One of my favourite short stories is the story of Idris and Timur in Khalid Hosseini’s And the Mountains Echoed. A great story about nice people who say all the right things versus people who are boorish and politically incorrect. But do actions match words?
It really made me think about myself as I uncomfortably recognised myself in the “nice” character.

tarantellaella · 27/03/2023 10:12

I'm going to have a look at your story @Nooyoiknooyoik I like the sound of that.

I'm polite to a fault to everyone, no exceptions so some might think I'm nice. Though I can also be passive aggressive, even unintentionally, and my husband (ex husband almost) says polite but cutting.

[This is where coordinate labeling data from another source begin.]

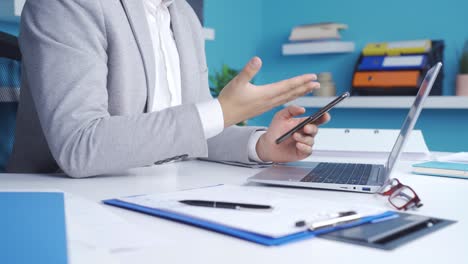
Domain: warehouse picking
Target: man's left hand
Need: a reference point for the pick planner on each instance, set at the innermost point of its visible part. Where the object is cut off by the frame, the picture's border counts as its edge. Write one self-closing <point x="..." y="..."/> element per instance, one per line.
<point x="298" y="146"/>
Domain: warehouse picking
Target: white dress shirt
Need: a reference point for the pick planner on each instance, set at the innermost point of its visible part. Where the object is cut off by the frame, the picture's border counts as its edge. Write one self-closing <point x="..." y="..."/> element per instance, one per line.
<point x="167" y="91"/>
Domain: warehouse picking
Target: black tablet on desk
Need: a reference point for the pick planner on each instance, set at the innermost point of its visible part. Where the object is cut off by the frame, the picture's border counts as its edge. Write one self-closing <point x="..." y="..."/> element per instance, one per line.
<point x="390" y="234"/>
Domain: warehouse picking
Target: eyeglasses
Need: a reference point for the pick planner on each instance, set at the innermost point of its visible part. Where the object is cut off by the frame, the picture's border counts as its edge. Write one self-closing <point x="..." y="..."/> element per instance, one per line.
<point x="401" y="196"/>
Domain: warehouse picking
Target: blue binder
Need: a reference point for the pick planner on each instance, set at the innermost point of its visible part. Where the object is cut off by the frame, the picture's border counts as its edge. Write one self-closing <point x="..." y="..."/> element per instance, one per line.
<point x="249" y="236"/>
<point x="32" y="228"/>
<point x="382" y="63"/>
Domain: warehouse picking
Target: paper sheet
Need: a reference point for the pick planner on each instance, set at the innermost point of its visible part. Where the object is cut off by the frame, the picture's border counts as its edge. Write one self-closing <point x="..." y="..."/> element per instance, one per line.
<point x="279" y="222"/>
<point x="457" y="157"/>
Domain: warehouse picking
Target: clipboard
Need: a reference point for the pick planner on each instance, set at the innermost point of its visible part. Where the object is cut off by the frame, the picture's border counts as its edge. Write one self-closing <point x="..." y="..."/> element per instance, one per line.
<point x="255" y="227"/>
<point x="249" y="236"/>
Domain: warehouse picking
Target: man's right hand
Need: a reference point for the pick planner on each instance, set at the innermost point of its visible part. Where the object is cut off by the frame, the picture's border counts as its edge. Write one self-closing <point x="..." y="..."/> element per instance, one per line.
<point x="241" y="100"/>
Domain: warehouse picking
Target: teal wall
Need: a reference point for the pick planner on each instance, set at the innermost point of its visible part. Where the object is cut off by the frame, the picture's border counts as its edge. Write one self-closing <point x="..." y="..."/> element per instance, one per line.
<point x="369" y="21"/>
<point x="245" y="28"/>
<point x="238" y="31"/>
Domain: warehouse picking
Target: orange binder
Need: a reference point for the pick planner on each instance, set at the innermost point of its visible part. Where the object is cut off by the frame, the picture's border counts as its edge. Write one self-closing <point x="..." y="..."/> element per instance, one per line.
<point x="387" y="79"/>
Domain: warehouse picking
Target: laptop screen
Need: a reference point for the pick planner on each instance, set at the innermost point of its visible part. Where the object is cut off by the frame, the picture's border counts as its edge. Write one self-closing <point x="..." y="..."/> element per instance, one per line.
<point x="412" y="117"/>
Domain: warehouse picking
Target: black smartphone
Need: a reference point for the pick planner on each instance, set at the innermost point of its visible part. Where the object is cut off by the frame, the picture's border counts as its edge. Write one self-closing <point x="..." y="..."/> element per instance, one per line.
<point x="313" y="117"/>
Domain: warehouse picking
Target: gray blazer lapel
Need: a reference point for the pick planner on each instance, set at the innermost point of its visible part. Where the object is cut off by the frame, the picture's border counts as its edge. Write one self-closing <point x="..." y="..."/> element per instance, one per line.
<point x="187" y="43"/>
<point x="136" y="16"/>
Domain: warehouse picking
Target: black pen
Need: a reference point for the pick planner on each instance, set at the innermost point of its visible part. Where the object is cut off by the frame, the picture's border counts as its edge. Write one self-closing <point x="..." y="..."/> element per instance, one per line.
<point x="331" y="220"/>
<point x="226" y="205"/>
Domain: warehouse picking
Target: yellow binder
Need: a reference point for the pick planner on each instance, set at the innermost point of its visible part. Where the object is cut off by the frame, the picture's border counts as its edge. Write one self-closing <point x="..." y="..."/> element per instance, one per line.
<point x="397" y="48"/>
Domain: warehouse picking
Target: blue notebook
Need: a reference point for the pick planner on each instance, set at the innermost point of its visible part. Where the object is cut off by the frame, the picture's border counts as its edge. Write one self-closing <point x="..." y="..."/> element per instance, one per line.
<point x="32" y="228"/>
<point x="249" y="236"/>
<point x="443" y="169"/>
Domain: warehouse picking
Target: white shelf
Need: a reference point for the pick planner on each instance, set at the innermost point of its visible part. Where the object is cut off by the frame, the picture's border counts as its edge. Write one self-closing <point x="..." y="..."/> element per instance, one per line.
<point x="11" y="9"/>
<point x="320" y="47"/>
<point x="402" y="102"/>
<point x="209" y="33"/>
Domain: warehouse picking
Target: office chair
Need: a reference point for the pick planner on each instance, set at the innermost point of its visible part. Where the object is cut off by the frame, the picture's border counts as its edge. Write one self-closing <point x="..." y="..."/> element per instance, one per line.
<point x="10" y="73"/>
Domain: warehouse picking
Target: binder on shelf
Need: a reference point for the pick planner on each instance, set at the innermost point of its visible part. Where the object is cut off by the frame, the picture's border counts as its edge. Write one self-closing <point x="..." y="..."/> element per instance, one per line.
<point x="369" y="62"/>
<point x="387" y="79"/>
<point x="382" y="63"/>
<point x="270" y="228"/>
<point x="397" y="48"/>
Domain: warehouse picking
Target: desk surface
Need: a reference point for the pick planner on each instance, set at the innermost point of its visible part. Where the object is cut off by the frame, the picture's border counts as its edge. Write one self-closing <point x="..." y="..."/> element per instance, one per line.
<point x="442" y="197"/>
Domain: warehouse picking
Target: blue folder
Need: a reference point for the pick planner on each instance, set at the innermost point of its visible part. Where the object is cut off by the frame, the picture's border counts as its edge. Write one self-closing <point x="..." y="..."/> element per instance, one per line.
<point x="250" y="236"/>
<point x="32" y="228"/>
<point x="376" y="63"/>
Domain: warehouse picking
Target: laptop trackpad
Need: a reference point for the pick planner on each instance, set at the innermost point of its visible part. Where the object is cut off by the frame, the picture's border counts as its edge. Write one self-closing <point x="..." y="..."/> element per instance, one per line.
<point x="282" y="173"/>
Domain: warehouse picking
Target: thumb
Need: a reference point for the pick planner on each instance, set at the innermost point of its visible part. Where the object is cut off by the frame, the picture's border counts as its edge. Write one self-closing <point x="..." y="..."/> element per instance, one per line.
<point x="250" y="70"/>
<point x="290" y="111"/>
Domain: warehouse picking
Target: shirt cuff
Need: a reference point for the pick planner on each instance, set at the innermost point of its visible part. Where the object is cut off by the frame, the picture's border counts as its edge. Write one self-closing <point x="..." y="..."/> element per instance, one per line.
<point x="211" y="116"/>
<point x="252" y="145"/>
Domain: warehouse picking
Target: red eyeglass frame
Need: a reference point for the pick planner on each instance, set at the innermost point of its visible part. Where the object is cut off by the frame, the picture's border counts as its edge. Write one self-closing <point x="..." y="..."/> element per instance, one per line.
<point x="414" y="202"/>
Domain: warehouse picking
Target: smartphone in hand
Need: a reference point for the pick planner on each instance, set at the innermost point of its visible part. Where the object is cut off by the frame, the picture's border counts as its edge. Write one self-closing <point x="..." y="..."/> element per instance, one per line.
<point x="313" y="117"/>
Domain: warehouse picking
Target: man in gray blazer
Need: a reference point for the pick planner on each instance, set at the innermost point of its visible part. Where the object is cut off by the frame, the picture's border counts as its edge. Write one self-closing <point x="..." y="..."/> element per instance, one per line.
<point x="88" y="87"/>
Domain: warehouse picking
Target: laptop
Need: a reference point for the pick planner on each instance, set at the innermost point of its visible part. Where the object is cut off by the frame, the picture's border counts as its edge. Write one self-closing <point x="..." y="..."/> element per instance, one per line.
<point x="349" y="176"/>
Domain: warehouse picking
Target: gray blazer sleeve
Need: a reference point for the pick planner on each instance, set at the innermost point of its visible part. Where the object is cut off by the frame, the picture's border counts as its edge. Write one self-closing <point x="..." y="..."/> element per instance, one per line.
<point x="232" y="143"/>
<point x="66" y="64"/>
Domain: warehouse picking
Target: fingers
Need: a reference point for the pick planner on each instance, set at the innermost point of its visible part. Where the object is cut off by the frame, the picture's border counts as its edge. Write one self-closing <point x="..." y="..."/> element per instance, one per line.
<point x="287" y="85"/>
<point x="296" y="92"/>
<point x="304" y="149"/>
<point x="323" y="119"/>
<point x="304" y="139"/>
<point x="250" y="70"/>
<point x="291" y="111"/>
<point x="310" y="129"/>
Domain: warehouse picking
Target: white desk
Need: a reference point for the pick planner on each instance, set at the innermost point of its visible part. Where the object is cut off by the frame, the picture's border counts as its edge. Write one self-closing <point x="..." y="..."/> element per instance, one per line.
<point x="442" y="197"/>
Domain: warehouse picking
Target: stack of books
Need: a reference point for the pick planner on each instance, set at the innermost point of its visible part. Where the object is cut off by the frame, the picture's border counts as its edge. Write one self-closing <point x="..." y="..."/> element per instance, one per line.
<point x="392" y="68"/>
<point x="317" y="39"/>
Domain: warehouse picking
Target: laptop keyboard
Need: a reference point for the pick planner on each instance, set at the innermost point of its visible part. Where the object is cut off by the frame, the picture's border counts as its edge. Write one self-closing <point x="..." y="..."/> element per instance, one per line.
<point x="339" y="173"/>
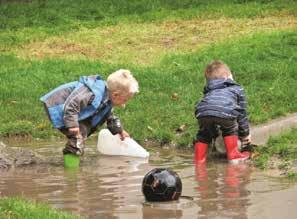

I would keep negative opinions to myself but have to watch that I'm not too blunt.
I don't think I'm 'nice' as I'm not one of those people who gushes or comes across as fake, as I often think they do. I am critical about some people behind their back but it's people I care for but dislike their behaviour. I have friends I've never been critical of, but only a few. I'm actually very loyal underneath. Like some pps I'm of the age now where I'm intolerant of poor behaviour and consequently only like a few people.

Hoppinggreen · 27/03/2023 10:13

Yes but I don’t care.
Being nice isn’t something I aspire to. I prefer to live my life by “don’t be a Dick”

tarantellaella · 27/03/2023 10:18

I would say I’m a kind person but I do keep people at arms length to a degree. Also I cut people off if they’re disloyal to me, and once we’re done then we’re done. I don’t give anyone a second chance to cheat or talk about me behind my back or whatever it was.

I do the same @Shoxfordian

Though there are instances where I can't cut them off entirely, do cut contact down to minimum and keep them at arms length.